The Welsh Government is reforming the development opportunities on offer to teachers. It is working with ‘Pioneer schools’ towards the establishing of a new single professional learning offer by July 2018, in time for the availability of the new curriculum in September 2018. New professional standards are also being developed along with a revamp of initial teacher education (ITE) programmes (following the Furlong Review) with new ‘transformational’ versions to be introduced in September 2019. The Children, Young People and Education Committee is currently undertaking an Inquiry into Teachers’ Professional Learning and Education.
Other key observations
- Performance is more polarised at secondary school level than primary school level. More secondary schools have either Excellent or Unsatisfactory performance and prospects for improvement, whereas primary schools tend to be clustered predominantly around the two middle judgements of Good and Adequate. This is a continuing pattern from previous years.
- There is a growing trend of entering pupils early for exams. Estyn find that it can be beneficial in certain subjects, particularly Mathematics but if applied more broadly to larger cohorts of pupils it can be detrimental. It might help pupils gain C grades and help schools’ Level 2 threshold performance (5 or more GCSEs at grades A*-C) data but Estyn say it has ‘drawbacks’.
- More able learners do not achieve as well as they should. This suggests the system is not doing enough to enable more able and talented pupils to fulfil their potential.
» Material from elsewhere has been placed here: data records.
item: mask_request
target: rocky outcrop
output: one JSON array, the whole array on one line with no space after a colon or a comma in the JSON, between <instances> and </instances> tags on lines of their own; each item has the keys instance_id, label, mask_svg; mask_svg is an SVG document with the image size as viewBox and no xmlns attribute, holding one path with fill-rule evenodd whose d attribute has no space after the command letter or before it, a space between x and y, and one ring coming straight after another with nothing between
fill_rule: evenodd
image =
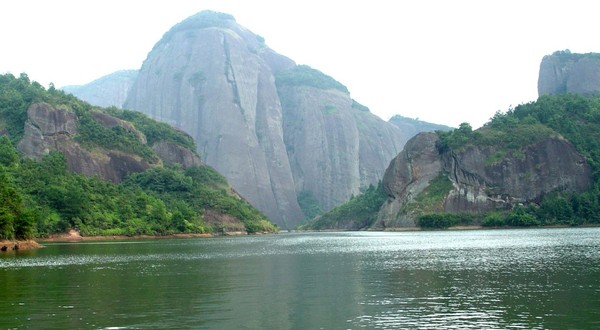
<instances>
[{"instance_id":1,"label":"rocky outcrop","mask_svg":"<svg viewBox=\"0 0 600 330\"><path fill-rule=\"evenodd\" d=\"M92 105L121 108L136 77L137 70L121 70L86 85L64 86L61 89Z\"/></svg>"},{"instance_id":2,"label":"rocky outcrop","mask_svg":"<svg viewBox=\"0 0 600 330\"><path fill-rule=\"evenodd\" d=\"M546 55L540 64L538 95L600 91L600 54L558 51Z\"/></svg>"},{"instance_id":3,"label":"rocky outcrop","mask_svg":"<svg viewBox=\"0 0 600 330\"><path fill-rule=\"evenodd\" d=\"M390 163L383 176L388 200L382 205L374 227L414 226L414 214L404 206L418 196L442 172L435 143L436 133L421 133L410 139Z\"/></svg>"},{"instance_id":4,"label":"rocky outcrop","mask_svg":"<svg viewBox=\"0 0 600 330\"><path fill-rule=\"evenodd\" d=\"M91 112L92 118L105 127L120 126L145 143L142 132L128 122L99 111ZM40 159L51 151L65 155L69 170L88 176L99 176L112 182L120 182L131 173L142 172L151 166L142 157L105 148L86 149L76 140L78 118L66 108L53 107L47 103L31 105L23 138L17 148L27 157ZM200 166L200 158L192 151L174 143L159 141L152 146L162 162L177 163L184 168Z\"/></svg>"},{"instance_id":5,"label":"rocky outcrop","mask_svg":"<svg viewBox=\"0 0 600 330\"><path fill-rule=\"evenodd\" d=\"M520 153L490 162L501 147L469 146L440 154L437 134L411 139L391 162L383 185L389 196L375 227L414 226L410 204L431 180L443 175L452 183L436 211L482 213L510 209L519 203L539 202L556 190L582 192L592 184L592 171L573 145L548 137L525 146Z\"/></svg>"},{"instance_id":6,"label":"rocky outcrop","mask_svg":"<svg viewBox=\"0 0 600 330\"><path fill-rule=\"evenodd\" d=\"M453 129L446 125L433 124L419 120L418 118L413 119L400 115L393 116L388 122L400 129L400 132L402 132L402 136L405 139L404 143L421 132L450 131Z\"/></svg>"},{"instance_id":7,"label":"rocky outcrop","mask_svg":"<svg viewBox=\"0 0 600 330\"><path fill-rule=\"evenodd\" d=\"M101 118L109 120L109 115ZM110 121L122 122L112 118ZM130 123L124 124L131 127ZM132 127L132 129L134 129ZM23 138L17 148L26 156L40 159L50 151L65 155L69 170L88 176L100 176L119 182L133 172L151 166L139 156L115 150L84 149L73 137L77 134L77 116L68 109L55 108L47 103L36 103L27 110ZM141 134L141 133L140 133Z\"/></svg>"},{"instance_id":8,"label":"rocky outcrop","mask_svg":"<svg viewBox=\"0 0 600 330\"><path fill-rule=\"evenodd\" d=\"M133 126L132 123L113 117L109 114L106 114L104 112L100 112L100 111L91 111L90 114L92 115L92 118L94 118L94 120L98 123L100 123L100 125L106 127L106 128L113 128L115 126L120 126L123 129L125 129L127 132L135 135L135 137L138 139L138 141L140 141L143 144L146 144L146 136L144 135L144 133L140 132L139 130L137 130L137 128L135 128L135 126Z\"/></svg>"},{"instance_id":9,"label":"rocky outcrop","mask_svg":"<svg viewBox=\"0 0 600 330\"><path fill-rule=\"evenodd\" d=\"M204 162L293 228L304 218L298 193L330 209L381 179L403 143L347 91L276 84L294 68L232 16L201 12L155 45L125 106L190 134Z\"/></svg>"}]
</instances>

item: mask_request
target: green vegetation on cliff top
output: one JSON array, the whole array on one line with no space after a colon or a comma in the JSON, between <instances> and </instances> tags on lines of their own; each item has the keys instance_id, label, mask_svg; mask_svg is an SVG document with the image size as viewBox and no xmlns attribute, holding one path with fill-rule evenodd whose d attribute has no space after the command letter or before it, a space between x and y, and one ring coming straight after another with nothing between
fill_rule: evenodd
<instances>
[{"instance_id":1,"label":"green vegetation on cliff top","mask_svg":"<svg viewBox=\"0 0 600 330\"><path fill-rule=\"evenodd\" d=\"M77 114L81 134L74 138L85 148L115 148L151 160L158 160L149 147L157 141L170 141L194 150L188 135L142 114L94 108L53 86L46 90L30 82L24 74L19 78L2 75L0 239L44 237L69 228L77 228L83 235L275 230L258 210L230 191L225 178L208 166L187 170L156 166L114 184L68 171L65 157L58 152L51 152L41 161L23 157L15 145L23 136L27 109L37 102ZM90 116L92 110L129 120L146 135L148 144L126 130L98 125ZM223 222L214 214L238 221Z\"/></svg>"}]
</instances>

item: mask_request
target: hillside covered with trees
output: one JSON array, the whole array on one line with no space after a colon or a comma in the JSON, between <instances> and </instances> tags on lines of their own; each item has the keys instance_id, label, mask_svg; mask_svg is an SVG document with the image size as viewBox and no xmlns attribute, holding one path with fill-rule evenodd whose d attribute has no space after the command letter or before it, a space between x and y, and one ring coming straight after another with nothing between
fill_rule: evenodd
<instances>
[{"instance_id":1,"label":"hillside covered with trees","mask_svg":"<svg viewBox=\"0 0 600 330\"><path fill-rule=\"evenodd\" d=\"M150 167L114 183L68 170L58 151L40 160L25 157L16 146L28 109L40 102L77 116L73 140L90 153L115 150ZM144 139L123 126L100 125L93 112L128 122ZM143 114L92 107L52 85L46 90L25 74L0 76L0 239L45 237L71 228L82 235L276 230L212 168L164 163L152 148L158 141L195 150L187 134Z\"/></svg>"}]
</instances>

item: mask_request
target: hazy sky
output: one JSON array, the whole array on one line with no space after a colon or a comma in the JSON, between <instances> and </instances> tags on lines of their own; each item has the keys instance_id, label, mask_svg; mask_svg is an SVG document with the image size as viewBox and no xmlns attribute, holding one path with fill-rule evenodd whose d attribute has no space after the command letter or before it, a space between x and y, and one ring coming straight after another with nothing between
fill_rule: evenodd
<instances>
[{"instance_id":1,"label":"hazy sky","mask_svg":"<svg viewBox=\"0 0 600 330\"><path fill-rule=\"evenodd\" d=\"M176 23L232 14L387 120L479 127L537 99L542 57L600 52L597 1L19 0L0 3L0 73L44 86L139 69Z\"/></svg>"}]
</instances>

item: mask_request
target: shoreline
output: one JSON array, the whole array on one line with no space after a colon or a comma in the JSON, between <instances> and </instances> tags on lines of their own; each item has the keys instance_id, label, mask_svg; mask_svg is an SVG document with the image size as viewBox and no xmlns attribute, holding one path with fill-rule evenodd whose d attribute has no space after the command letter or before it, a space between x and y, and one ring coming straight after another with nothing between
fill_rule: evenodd
<instances>
[{"instance_id":1,"label":"shoreline","mask_svg":"<svg viewBox=\"0 0 600 330\"><path fill-rule=\"evenodd\" d=\"M260 233L259 233L260 234ZM245 231L231 231L224 233L200 234L200 233L179 233L166 235L98 235L98 236L82 236L79 231L71 229L64 234L55 234L50 237L35 238L38 242L53 243L53 242L89 242L89 241L116 241L130 239L168 239L168 238L212 238L222 236L244 236L249 235Z\"/></svg>"},{"instance_id":2,"label":"shoreline","mask_svg":"<svg viewBox=\"0 0 600 330\"><path fill-rule=\"evenodd\" d=\"M43 248L44 246L34 239L26 240L0 240L0 253L28 251Z\"/></svg>"},{"instance_id":3,"label":"shoreline","mask_svg":"<svg viewBox=\"0 0 600 330\"><path fill-rule=\"evenodd\" d=\"M246 235L265 235L265 234L280 234L280 233L301 233L301 232L344 232L344 231L370 231L370 232L412 232L412 231L458 231L458 230L506 230L506 229L542 229L542 228L590 228L600 227L599 224L585 224L585 225L552 225L552 226L534 226L534 227L484 227L484 226L453 226L448 228L421 228L421 227L391 227L391 228L367 228L367 229L322 229L322 230L282 230L274 233L260 232L248 234L245 231L232 231L224 233L212 233L212 234L195 234L195 233L181 233L181 234L168 234L168 235L116 235L116 236L82 236L79 231L71 229L67 233L55 234L50 237L32 238L27 240L0 240L0 253L2 252L17 252L17 251L28 251L45 246L41 243L76 243L76 242L93 242L93 241L119 241L119 240L143 240L143 239L187 239L187 238L216 238L216 237L227 237L227 236L246 236Z\"/></svg>"}]
</instances>

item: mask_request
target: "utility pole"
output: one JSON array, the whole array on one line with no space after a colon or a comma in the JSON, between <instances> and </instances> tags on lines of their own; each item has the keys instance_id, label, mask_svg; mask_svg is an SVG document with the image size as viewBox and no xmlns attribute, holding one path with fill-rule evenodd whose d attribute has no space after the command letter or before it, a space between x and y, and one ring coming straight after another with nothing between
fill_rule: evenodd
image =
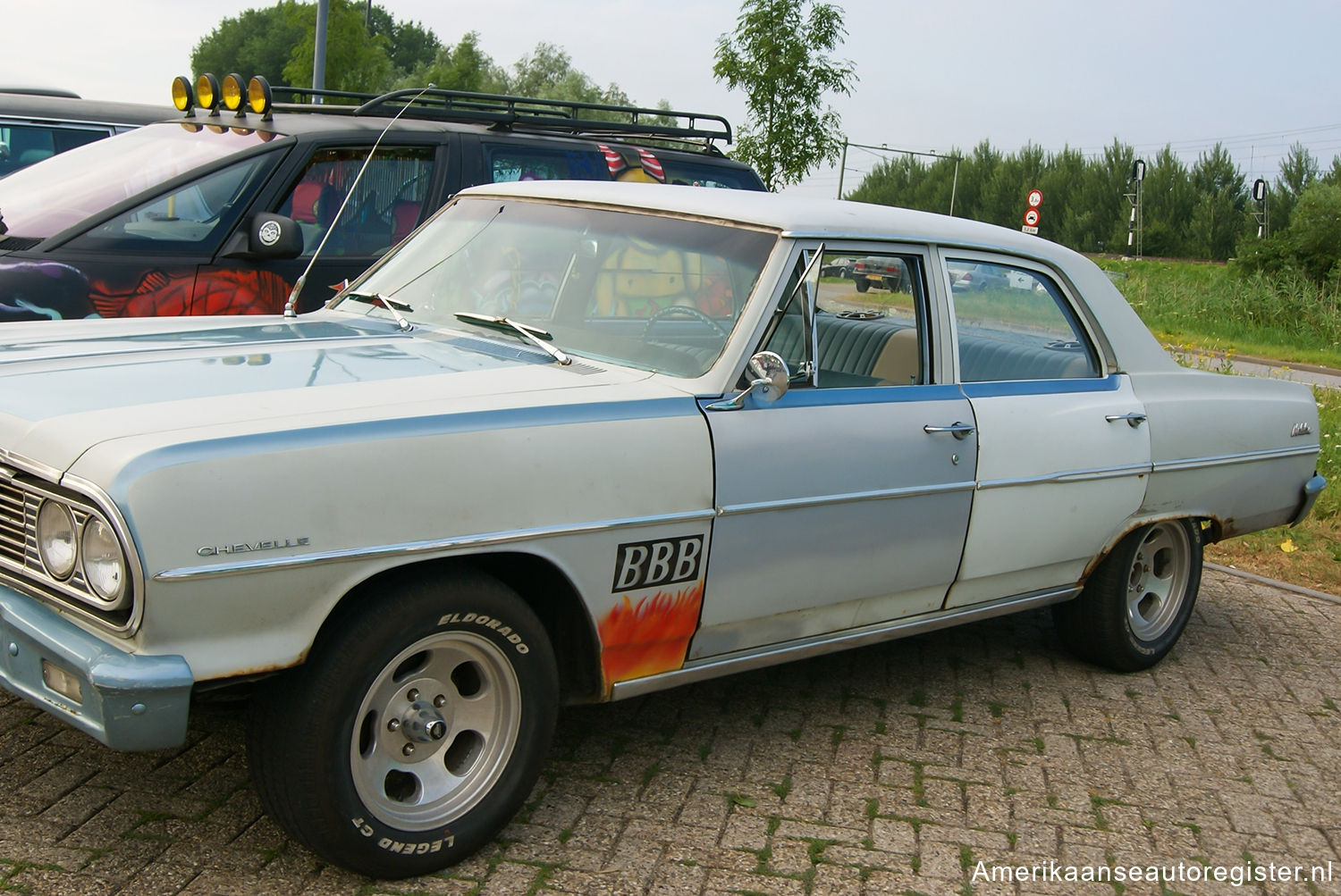
<instances>
[{"instance_id":1,"label":"utility pole","mask_svg":"<svg viewBox=\"0 0 1341 896\"><path fill-rule=\"evenodd\" d=\"M1122 196L1128 202L1132 204L1132 218L1126 225L1126 252L1132 252L1132 238L1136 238L1136 257L1141 257L1141 181L1145 179L1145 162L1143 159L1136 159L1132 162L1132 177L1126 179L1128 183L1134 182L1132 193L1124 193Z\"/></svg>"},{"instance_id":2,"label":"utility pole","mask_svg":"<svg viewBox=\"0 0 1341 896\"><path fill-rule=\"evenodd\" d=\"M1266 181L1258 178L1252 181L1252 198L1258 204L1258 210L1252 213L1252 217L1258 222L1258 240L1266 236L1271 236L1270 222L1266 217Z\"/></svg>"},{"instance_id":3,"label":"utility pole","mask_svg":"<svg viewBox=\"0 0 1341 896\"><path fill-rule=\"evenodd\" d=\"M330 12L330 0L316 0L316 47L312 51L312 90L326 88L326 19ZM322 98L312 96L314 103L320 103Z\"/></svg>"}]
</instances>

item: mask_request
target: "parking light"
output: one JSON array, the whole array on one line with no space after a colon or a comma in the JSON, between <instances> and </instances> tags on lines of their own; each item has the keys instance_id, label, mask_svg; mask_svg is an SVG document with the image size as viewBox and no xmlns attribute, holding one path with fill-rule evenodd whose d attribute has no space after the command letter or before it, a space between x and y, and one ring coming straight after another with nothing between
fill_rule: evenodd
<instances>
[{"instance_id":1,"label":"parking light","mask_svg":"<svg viewBox=\"0 0 1341 896\"><path fill-rule=\"evenodd\" d=\"M245 115L247 110L243 108L243 76L237 72L224 75L224 83L221 87L224 98L224 108L231 113L237 113L239 115Z\"/></svg>"},{"instance_id":2,"label":"parking light","mask_svg":"<svg viewBox=\"0 0 1341 896\"><path fill-rule=\"evenodd\" d=\"M247 82L247 104L264 119L270 119L271 106L275 104L275 95L270 90L270 82L261 75L256 75Z\"/></svg>"},{"instance_id":3,"label":"parking light","mask_svg":"<svg viewBox=\"0 0 1341 896\"><path fill-rule=\"evenodd\" d=\"M219 114L219 102L223 99L219 90L219 79L211 74L204 74L196 79L196 99L201 108L208 108L211 115Z\"/></svg>"},{"instance_id":4,"label":"parking light","mask_svg":"<svg viewBox=\"0 0 1341 896\"><path fill-rule=\"evenodd\" d=\"M190 88L190 78L177 75L172 79L172 104L177 107L178 113L190 115L192 107L196 104L196 91Z\"/></svg>"}]
</instances>

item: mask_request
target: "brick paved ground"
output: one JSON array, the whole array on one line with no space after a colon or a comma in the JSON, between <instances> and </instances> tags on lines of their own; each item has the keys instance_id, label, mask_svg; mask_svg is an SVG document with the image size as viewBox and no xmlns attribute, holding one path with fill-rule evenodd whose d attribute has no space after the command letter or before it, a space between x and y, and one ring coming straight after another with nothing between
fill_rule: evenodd
<instances>
[{"instance_id":1,"label":"brick paved ground","mask_svg":"<svg viewBox=\"0 0 1341 896\"><path fill-rule=\"evenodd\" d=\"M326 867L261 816L233 707L205 707L186 747L129 755L5 699L0 889L1341 892L1338 651L1341 604L1210 572L1145 674L1071 660L1045 612L574 708L498 844L398 883ZM1333 880L1161 889L1051 881L1047 863L1332 863ZM1041 873L1000 883L1006 865Z\"/></svg>"}]
</instances>

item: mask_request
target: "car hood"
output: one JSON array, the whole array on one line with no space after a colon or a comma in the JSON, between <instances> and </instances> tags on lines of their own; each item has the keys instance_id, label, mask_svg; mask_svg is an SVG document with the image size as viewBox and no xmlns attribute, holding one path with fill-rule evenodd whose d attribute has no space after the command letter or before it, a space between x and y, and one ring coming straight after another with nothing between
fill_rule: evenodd
<instances>
[{"instance_id":1,"label":"car hood","mask_svg":"<svg viewBox=\"0 0 1341 896\"><path fill-rule=\"evenodd\" d=\"M48 473L117 439L139 453L455 411L685 396L641 371L557 364L508 333L404 333L334 312L11 324L4 336L0 461Z\"/></svg>"}]
</instances>

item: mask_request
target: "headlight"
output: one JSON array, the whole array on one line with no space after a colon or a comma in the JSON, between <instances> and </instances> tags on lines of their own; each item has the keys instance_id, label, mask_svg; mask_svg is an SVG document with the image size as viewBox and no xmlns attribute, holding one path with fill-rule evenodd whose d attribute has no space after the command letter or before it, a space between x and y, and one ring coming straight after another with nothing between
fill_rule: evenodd
<instances>
[{"instance_id":1,"label":"headlight","mask_svg":"<svg viewBox=\"0 0 1341 896\"><path fill-rule=\"evenodd\" d=\"M64 581L75 571L75 518L59 501L43 501L38 509L38 553L54 579Z\"/></svg>"},{"instance_id":2,"label":"headlight","mask_svg":"<svg viewBox=\"0 0 1341 896\"><path fill-rule=\"evenodd\" d=\"M84 579L93 593L109 604L121 600L126 593L126 556L121 552L117 533L101 518L89 517L79 546Z\"/></svg>"}]
</instances>

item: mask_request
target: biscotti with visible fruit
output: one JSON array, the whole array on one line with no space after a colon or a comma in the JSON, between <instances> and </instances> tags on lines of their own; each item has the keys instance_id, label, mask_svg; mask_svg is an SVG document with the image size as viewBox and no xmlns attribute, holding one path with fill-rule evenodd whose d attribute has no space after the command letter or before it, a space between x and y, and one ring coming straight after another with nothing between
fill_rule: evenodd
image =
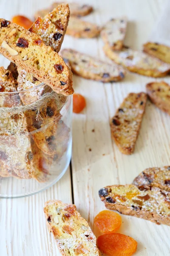
<instances>
[{"instance_id":1,"label":"biscotti with visible fruit","mask_svg":"<svg viewBox=\"0 0 170 256\"><path fill-rule=\"evenodd\" d=\"M63 256L99 256L96 238L74 204L59 200L46 202L44 209L47 224Z\"/></svg>"},{"instance_id":2,"label":"biscotti with visible fruit","mask_svg":"<svg viewBox=\"0 0 170 256\"><path fill-rule=\"evenodd\" d=\"M148 42L143 45L144 52L170 64L170 47L158 43Z\"/></svg>"},{"instance_id":3,"label":"biscotti with visible fruit","mask_svg":"<svg viewBox=\"0 0 170 256\"><path fill-rule=\"evenodd\" d=\"M69 68L40 37L6 20L0 19L0 52L3 55L57 93L73 93Z\"/></svg>"},{"instance_id":4,"label":"biscotti with visible fruit","mask_svg":"<svg viewBox=\"0 0 170 256\"><path fill-rule=\"evenodd\" d=\"M55 8L60 2L55 2L52 4L51 8ZM79 4L78 3L70 3L69 6L70 10L70 15L73 16L79 17L84 16L88 15L93 10L92 6L88 4Z\"/></svg>"},{"instance_id":5,"label":"biscotti with visible fruit","mask_svg":"<svg viewBox=\"0 0 170 256\"><path fill-rule=\"evenodd\" d=\"M156 107L170 115L170 86L162 81L153 82L146 86L147 93Z\"/></svg>"},{"instance_id":6,"label":"biscotti with visible fruit","mask_svg":"<svg viewBox=\"0 0 170 256\"><path fill-rule=\"evenodd\" d=\"M134 179L133 184L140 190L156 186L170 192L170 166L145 169Z\"/></svg>"},{"instance_id":7,"label":"biscotti with visible fruit","mask_svg":"<svg viewBox=\"0 0 170 256\"><path fill-rule=\"evenodd\" d=\"M112 138L123 154L133 152L147 99L144 93L129 93L111 120Z\"/></svg>"},{"instance_id":8,"label":"biscotti with visible fruit","mask_svg":"<svg viewBox=\"0 0 170 256\"><path fill-rule=\"evenodd\" d=\"M127 26L126 17L111 19L104 26L100 33L105 43L109 45L113 50L120 50L123 47Z\"/></svg>"},{"instance_id":9,"label":"biscotti with visible fruit","mask_svg":"<svg viewBox=\"0 0 170 256\"><path fill-rule=\"evenodd\" d=\"M106 207L125 215L134 216L170 225L170 193L156 187L141 191L134 185L115 185L99 191Z\"/></svg>"},{"instance_id":10,"label":"biscotti with visible fruit","mask_svg":"<svg viewBox=\"0 0 170 256\"><path fill-rule=\"evenodd\" d=\"M100 31L99 27L95 24L71 17L66 34L76 38L91 38L99 35Z\"/></svg>"},{"instance_id":11,"label":"biscotti with visible fruit","mask_svg":"<svg viewBox=\"0 0 170 256\"><path fill-rule=\"evenodd\" d=\"M61 54L68 60L73 72L84 78L109 82L124 78L125 70L117 65L105 63L71 49L64 49Z\"/></svg>"},{"instance_id":12,"label":"biscotti with visible fruit","mask_svg":"<svg viewBox=\"0 0 170 256\"><path fill-rule=\"evenodd\" d=\"M59 5L42 19L38 17L29 29L40 35L46 45L58 52L63 41L70 16L68 4Z\"/></svg>"},{"instance_id":13,"label":"biscotti with visible fruit","mask_svg":"<svg viewBox=\"0 0 170 256\"><path fill-rule=\"evenodd\" d=\"M107 56L130 71L147 76L162 77L170 71L170 65L140 51L124 47L121 51L113 51L107 44L103 47Z\"/></svg>"}]
</instances>

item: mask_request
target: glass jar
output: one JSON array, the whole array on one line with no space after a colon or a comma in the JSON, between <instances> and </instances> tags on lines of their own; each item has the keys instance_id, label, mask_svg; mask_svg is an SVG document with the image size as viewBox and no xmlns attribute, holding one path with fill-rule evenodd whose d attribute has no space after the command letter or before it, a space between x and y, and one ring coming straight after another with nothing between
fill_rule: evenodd
<instances>
[{"instance_id":1,"label":"glass jar","mask_svg":"<svg viewBox=\"0 0 170 256\"><path fill-rule=\"evenodd\" d=\"M0 92L0 197L52 186L65 173L72 148L72 97L41 83Z\"/></svg>"}]
</instances>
The OECD has observed that Wales has a comparatively inclusive system but does not stretch more able and talented pupils as well as it could.
- The proportion of pupils achieving 5 GCSEs at grades A*-C has increased from 51.1% in 2012 to 57.9% in 2015 and 60.3% in 2016, although the proportion achieving 5 GCSEs at grades A*-A has reduced from 17.1% in 2012 to 16.6% in 2015 and 15.9% in 2016. (Note that the Welsh Government began using a slightly different statistical method in 2016, measuring the cohort of pupils in Year 11 rather than those aged 15 at the start of the academic year.)
- The gap between the proportion of pupils eligible for free school meals achieving the Level 2 threshold inclusive (5 GCSEs at grades A*-C including Welsh/English and Maths) and other pupils was 31 percentage points in 2016. This is the narrowest the gap has been in ten years.
- Estyn inspected each regional consortia in 2015/16. The Chief Inspector reports that the consortia do not sufficiently analyse the progress of groups of pupils, including the more able, in enough detail. They are also not doing enough to tackle variability in standards, particularly between secondary schools.
- The long-term problem of poor performance and outcomes within Pupil Referral units continued in 2015/16. Annual reports over a number of years have highlighted this as an area of concern.
What does Estyn actually look at when it inspects schools and other settings?
Estyn uses a Common Inspection Framework, which was introduced at the start of the current cycle in September 2010. This framework consists of three key questions on ‘how good’ are outcomes, provision, and leadership and management. Estyn then forms two overall judgements about the current performance and prospects for improvement of each setting according to a four-point scale: Excellent; Good; Adequate; Unsatisfactory.
Estyn publishes data on its inspection outcomes. This provides details of all inspection judgements since the start of the current inspection framework cycle in September 2010. This can be filtered by specific sectors.